Elle repassa dans son esprit le moment passé avec Veer : son sourire timide et la façon dont il lui avait fait suffisamment confiance pour partager l’histoire de son tigre. « Des petits pas », avait dit Arya. Tyra pensa à ses propres pas hésitants : dessiner la véranda, offrir à Veer son temps et son attention.
Son regard dériva vers la valise encore fermée, posée dans un coin. La voir, toujours intacte, lui donnait l’impression d’un symbole silencieux de son hésitation persistante. Elle traça distraitement des lignes dans son carnet de croquis, pensant aux pages blanches qui l’avaient autrefois intimidée. Peut-être, pensa-t-elle, que la valise ressemblait au carnet — elle attendait qu’elle la remplisse, qu’elle y crée quelque chose de nouveau.
Elle savait qu’elle ne pouvait pas continuer à vivre en marge de cette famille.
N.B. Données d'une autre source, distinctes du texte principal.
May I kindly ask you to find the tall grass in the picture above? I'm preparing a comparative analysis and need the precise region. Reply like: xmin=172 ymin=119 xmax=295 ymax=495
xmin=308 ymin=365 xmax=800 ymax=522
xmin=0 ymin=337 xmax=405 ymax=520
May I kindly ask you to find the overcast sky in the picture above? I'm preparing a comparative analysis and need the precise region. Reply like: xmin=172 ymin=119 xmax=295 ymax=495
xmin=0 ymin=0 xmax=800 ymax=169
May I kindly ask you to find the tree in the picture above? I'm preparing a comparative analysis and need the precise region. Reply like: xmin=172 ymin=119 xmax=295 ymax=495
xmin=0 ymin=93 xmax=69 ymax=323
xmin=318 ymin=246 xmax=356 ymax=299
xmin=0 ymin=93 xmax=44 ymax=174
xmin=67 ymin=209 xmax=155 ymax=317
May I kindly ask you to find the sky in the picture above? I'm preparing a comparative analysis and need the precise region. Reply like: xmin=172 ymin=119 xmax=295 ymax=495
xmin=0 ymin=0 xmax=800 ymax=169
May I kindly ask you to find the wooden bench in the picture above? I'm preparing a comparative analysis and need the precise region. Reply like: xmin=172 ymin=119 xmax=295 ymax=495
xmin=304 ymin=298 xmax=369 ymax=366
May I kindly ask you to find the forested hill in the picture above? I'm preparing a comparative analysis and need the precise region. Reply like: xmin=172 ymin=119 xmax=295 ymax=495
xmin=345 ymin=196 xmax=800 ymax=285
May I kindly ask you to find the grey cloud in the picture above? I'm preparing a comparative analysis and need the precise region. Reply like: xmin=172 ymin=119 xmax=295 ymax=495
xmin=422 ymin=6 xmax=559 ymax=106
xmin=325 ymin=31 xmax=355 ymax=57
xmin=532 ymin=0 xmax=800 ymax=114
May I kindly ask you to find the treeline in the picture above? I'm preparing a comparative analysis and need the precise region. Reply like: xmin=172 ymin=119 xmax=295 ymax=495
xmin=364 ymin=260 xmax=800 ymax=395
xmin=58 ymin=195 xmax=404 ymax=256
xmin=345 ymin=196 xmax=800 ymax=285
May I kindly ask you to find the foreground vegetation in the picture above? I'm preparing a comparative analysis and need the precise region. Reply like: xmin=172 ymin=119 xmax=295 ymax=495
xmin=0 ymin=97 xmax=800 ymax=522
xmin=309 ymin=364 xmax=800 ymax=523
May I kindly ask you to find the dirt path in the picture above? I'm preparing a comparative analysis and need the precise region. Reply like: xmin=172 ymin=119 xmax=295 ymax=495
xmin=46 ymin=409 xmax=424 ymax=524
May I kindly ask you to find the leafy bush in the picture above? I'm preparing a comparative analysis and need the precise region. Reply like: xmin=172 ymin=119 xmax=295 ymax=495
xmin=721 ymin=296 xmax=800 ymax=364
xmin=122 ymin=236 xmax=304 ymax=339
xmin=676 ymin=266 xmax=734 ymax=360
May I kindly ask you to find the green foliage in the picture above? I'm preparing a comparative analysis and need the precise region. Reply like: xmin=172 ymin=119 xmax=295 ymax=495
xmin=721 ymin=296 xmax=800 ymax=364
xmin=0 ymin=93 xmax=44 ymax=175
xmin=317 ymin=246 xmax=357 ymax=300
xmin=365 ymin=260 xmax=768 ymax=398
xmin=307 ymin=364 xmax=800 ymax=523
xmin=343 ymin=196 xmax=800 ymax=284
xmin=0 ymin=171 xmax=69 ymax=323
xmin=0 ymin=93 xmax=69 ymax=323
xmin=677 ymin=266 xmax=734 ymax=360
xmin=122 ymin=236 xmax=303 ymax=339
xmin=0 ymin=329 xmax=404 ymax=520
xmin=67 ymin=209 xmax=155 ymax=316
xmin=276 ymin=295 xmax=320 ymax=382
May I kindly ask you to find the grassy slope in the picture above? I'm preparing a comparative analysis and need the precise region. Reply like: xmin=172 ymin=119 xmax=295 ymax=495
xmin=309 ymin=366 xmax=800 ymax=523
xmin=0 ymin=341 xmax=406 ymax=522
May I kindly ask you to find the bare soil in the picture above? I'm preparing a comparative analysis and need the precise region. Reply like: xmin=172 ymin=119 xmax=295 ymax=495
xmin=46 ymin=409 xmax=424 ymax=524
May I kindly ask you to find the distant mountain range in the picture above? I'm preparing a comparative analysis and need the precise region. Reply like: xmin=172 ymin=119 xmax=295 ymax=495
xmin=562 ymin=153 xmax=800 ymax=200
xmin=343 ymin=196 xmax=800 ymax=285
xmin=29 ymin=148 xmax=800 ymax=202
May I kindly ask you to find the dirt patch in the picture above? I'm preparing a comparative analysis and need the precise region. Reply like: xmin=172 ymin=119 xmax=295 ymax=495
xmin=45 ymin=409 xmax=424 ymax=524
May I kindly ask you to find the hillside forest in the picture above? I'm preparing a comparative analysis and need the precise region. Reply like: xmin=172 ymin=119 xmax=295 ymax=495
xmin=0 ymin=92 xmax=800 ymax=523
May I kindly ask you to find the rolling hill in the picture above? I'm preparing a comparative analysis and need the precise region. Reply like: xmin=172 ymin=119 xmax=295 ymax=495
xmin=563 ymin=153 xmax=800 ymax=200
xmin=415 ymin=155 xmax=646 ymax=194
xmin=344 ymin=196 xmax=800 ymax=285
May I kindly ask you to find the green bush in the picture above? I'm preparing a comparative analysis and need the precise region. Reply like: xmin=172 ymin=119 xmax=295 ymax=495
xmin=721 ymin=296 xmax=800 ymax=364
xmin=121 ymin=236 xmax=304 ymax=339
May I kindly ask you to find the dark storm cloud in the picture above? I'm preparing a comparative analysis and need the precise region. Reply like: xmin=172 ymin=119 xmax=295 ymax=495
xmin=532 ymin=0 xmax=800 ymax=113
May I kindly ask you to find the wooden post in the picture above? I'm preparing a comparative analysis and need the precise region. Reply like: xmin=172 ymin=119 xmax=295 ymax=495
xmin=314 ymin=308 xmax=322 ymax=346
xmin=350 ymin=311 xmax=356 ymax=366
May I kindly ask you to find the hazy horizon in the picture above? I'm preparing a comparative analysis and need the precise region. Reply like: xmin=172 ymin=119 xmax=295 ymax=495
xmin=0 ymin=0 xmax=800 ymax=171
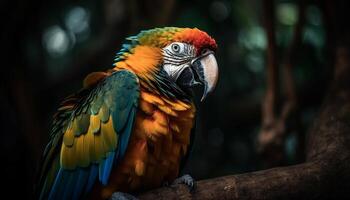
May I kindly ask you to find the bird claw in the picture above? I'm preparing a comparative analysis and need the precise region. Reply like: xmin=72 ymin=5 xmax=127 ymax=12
xmin=109 ymin=192 xmax=138 ymax=200
xmin=171 ymin=174 xmax=196 ymax=192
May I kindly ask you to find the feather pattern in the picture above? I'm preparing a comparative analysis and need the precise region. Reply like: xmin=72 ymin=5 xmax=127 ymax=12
xmin=39 ymin=70 xmax=139 ymax=199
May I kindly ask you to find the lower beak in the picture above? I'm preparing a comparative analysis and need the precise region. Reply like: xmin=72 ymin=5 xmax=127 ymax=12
xmin=191 ymin=52 xmax=219 ymax=101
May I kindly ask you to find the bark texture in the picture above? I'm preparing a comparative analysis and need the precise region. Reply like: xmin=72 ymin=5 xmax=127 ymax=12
xmin=139 ymin=48 xmax=350 ymax=200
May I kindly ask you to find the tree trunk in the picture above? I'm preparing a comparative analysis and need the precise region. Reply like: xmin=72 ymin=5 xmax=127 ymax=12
xmin=139 ymin=47 xmax=350 ymax=200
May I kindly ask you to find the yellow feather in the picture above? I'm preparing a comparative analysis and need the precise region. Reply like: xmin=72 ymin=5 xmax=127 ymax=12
xmin=90 ymin=115 xmax=101 ymax=133
xmin=141 ymin=92 xmax=164 ymax=105
xmin=93 ymin=134 xmax=105 ymax=162
xmin=74 ymin=135 xmax=89 ymax=167
xmin=60 ymin=144 xmax=76 ymax=169
xmin=101 ymin=116 xmax=118 ymax=152
xmin=135 ymin=160 xmax=145 ymax=176
xmin=63 ymin=127 xmax=74 ymax=147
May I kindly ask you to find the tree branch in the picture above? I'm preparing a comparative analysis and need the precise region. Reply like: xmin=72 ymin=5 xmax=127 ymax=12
xmin=139 ymin=48 xmax=350 ymax=200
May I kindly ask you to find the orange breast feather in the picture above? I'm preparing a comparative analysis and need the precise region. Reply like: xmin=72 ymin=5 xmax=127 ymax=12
xmin=94 ymin=89 xmax=195 ymax=198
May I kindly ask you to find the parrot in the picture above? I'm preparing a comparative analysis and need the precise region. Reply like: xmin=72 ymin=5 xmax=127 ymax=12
xmin=36 ymin=27 xmax=219 ymax=200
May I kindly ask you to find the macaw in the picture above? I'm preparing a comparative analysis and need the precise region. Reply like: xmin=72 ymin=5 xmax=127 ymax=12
xmin=34 ymin=27 xmax=218 ymax=199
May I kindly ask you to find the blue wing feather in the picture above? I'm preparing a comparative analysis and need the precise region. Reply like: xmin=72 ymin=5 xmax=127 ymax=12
xmin=40 ymin=70 xmax=139 ymax=200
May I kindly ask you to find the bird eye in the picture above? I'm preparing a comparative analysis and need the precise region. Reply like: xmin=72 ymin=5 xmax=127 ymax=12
xmin=171 ymin=44 xmax=180 ymax=53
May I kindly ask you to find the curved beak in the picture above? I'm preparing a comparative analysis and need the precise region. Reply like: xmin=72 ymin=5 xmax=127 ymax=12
xmin=191 ymin=51 xmax=219 ymax=101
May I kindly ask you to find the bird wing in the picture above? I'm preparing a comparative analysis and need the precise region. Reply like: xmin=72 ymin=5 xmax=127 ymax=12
xmin=39 ymin=70 xmax=140 ymax=199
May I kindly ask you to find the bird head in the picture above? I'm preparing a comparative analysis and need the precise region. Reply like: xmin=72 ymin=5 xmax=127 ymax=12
xmin=115 ymin=27 xmax=218 ymax=100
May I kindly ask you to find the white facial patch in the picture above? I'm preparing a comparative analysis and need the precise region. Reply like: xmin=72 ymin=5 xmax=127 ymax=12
xmin=163 ymin=42 xmax=196 ymax=81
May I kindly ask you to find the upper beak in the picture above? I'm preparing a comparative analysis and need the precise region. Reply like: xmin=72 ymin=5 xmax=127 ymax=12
xmin=191 ymin=51 xmax=219 ymax=101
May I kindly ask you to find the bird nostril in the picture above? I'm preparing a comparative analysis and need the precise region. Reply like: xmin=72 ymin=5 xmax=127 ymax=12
xmin=201 ymin=49 xmax=209 ymax=55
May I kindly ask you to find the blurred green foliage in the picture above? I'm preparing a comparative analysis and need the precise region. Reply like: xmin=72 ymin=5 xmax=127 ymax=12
xmin=24 ymin=0 xmax=328 ymax=178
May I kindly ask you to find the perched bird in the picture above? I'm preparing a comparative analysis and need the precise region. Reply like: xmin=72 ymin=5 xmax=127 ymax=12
xmin=37 ymin=27 xmax=218 ymax=199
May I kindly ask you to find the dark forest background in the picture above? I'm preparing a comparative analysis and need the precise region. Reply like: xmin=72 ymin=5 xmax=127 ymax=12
xmin=0 ymin=0 xmax=350 ymax=198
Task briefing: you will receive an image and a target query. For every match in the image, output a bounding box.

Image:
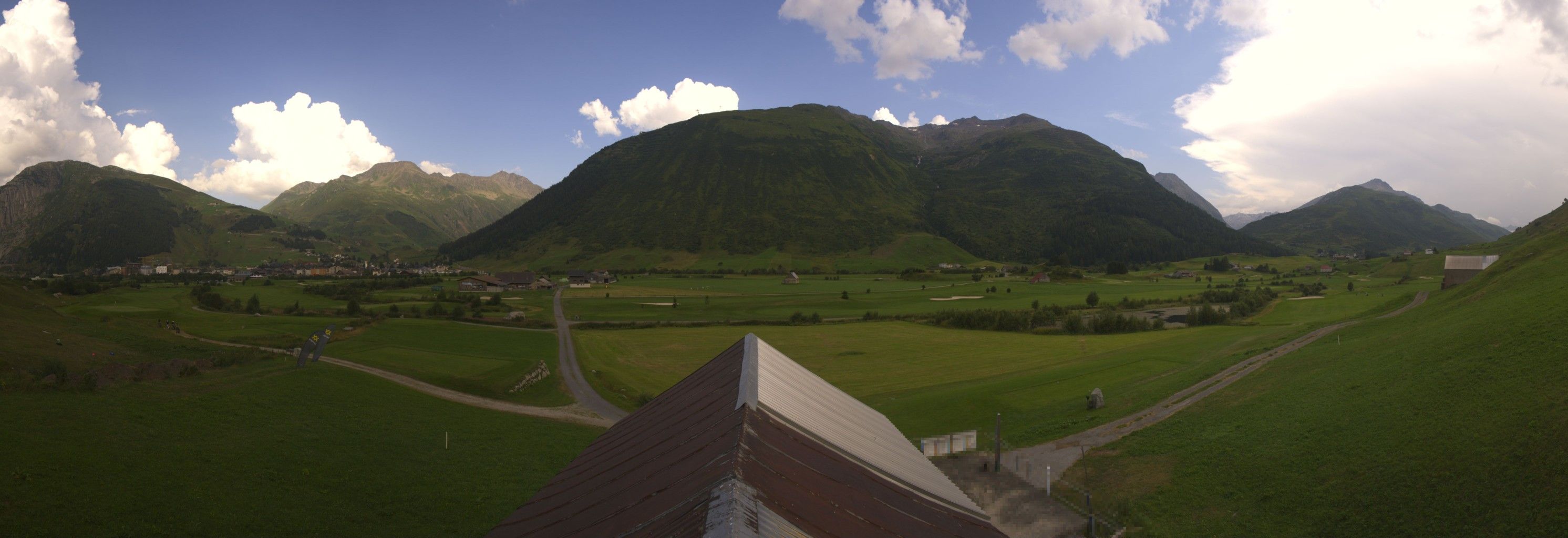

Elle devrait s’harmoniser avec son rythme, trouver sa propre place en son sein.
Reposant le carnet, elle s’adossa à sa chaise, laissant un doux espoir s’installer dans sa poitrine. Peut-être que l’appartenance ne consistait pas à parfaitement s’intégrer dans un espace déjà existant. Peut-être s’agissait-il d’en créer un à soi.